È vero che Jaja, come lo chiamano in Francia, ha nel suo palmarès 51 vittorie, ma poche nelle corse veramente importanti: piuttosto, la sua carriera è costellata da una serie incredibile di piazzamenti d'onore ai grossi appuntamenti. Secondo nel '92 al mondiale di Benidorm dietro Bugno, secondo l'anno prima in coppa del mondo dietro Fondriest: in poche parole, un buon corridore ma non un campione.
Lo scorso anno, per la verità, sembrava finalmente l'anno buono: 7 vittorie alla Vuelta e primo nella classifica a punti, si accingeva a disputare il Tour da protagonista per le vittorie di tappa e per la maglia verde, da lui già vinta nel '92. La sfortuna lo eliminò brutalmente dalla corsa ad Armentières, a seguito di una rovinosa caduta causata da un gendarme fotografo, che coinvolse tra gli altri Nelissen e Fontanelli.
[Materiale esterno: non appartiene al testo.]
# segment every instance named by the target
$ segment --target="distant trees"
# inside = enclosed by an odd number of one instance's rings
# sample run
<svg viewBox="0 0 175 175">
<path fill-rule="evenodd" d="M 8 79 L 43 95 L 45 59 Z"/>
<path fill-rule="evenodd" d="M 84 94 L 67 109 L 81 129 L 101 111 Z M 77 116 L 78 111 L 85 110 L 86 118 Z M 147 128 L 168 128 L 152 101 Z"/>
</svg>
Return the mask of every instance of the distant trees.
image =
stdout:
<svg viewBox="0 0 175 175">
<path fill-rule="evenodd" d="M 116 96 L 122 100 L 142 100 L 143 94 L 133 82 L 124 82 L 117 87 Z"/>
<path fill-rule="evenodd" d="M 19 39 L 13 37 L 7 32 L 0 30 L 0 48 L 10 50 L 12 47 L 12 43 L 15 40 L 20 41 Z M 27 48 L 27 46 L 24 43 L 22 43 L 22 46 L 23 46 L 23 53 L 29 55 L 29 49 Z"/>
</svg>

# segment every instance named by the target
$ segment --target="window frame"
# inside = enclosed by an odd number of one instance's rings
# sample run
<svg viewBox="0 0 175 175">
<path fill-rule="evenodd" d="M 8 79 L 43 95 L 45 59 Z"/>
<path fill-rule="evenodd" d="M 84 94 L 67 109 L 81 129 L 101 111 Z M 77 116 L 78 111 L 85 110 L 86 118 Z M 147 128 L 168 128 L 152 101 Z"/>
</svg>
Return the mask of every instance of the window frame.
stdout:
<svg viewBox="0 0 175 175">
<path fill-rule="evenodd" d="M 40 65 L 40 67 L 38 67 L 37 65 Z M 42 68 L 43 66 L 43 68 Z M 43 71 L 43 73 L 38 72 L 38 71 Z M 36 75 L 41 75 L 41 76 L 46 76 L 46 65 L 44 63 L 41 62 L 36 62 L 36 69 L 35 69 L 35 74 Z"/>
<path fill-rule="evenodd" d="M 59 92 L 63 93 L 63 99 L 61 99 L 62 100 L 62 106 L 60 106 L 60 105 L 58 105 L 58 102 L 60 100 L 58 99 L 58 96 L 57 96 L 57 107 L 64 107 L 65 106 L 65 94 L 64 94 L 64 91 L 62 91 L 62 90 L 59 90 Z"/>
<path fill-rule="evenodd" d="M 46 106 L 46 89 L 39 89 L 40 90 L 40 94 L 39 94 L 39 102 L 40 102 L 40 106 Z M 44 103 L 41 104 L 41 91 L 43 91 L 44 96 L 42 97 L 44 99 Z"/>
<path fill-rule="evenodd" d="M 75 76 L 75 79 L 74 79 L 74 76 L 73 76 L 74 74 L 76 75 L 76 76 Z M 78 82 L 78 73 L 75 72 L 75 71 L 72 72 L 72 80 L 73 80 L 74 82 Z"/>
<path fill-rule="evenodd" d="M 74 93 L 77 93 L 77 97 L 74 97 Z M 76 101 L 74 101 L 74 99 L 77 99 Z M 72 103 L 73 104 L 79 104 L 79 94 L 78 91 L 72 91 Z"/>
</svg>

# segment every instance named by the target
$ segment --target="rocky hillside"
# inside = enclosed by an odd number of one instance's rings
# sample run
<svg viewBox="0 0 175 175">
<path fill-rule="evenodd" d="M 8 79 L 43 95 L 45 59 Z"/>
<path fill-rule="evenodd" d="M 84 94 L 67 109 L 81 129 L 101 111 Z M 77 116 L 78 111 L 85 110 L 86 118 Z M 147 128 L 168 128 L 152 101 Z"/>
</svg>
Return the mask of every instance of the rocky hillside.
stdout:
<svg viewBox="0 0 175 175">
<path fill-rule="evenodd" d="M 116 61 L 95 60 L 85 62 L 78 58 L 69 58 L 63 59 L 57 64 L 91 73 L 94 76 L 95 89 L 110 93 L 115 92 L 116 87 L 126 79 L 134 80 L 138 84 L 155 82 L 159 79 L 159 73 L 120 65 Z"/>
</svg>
Un incidente pauroso, che poteva compromettergli la carriera: diverse fratture al volto, quattro denti lasciati sull'asfalto.
Ma forse proprio da questa avventura è nato il nuovo Jalabert, anche se i 6 secondi posti e i 2 terzi del '95 sembravano ricalcare i comportamenti degli anni scorsi. Poi, però, è venuta la Parigi-Nizza vinta in maniera netta, prologo ad una trionfale Milano-Sanremo.
Ora probabilmente Laurent Jalabert ha finalmente risolto le sue contraddizioni: i francesi esultano, ma lui, fedele a se stesso, è ritornato alla vita di sempre, riservata, da tranquillo casalingo, nella sua Mazamet, nel sud della Francia, in attesa di ricaricarsi per nuovi trionfi.
Non lo nascondo: mentre lo scrivevo, avevo i brividi, così come ogni volta che sento la canzone di Gilbert Bécaud - anzi, lì piango come una fontana. Dottore, c'è una cura?
Non importa: anche se c'è, non la voglio.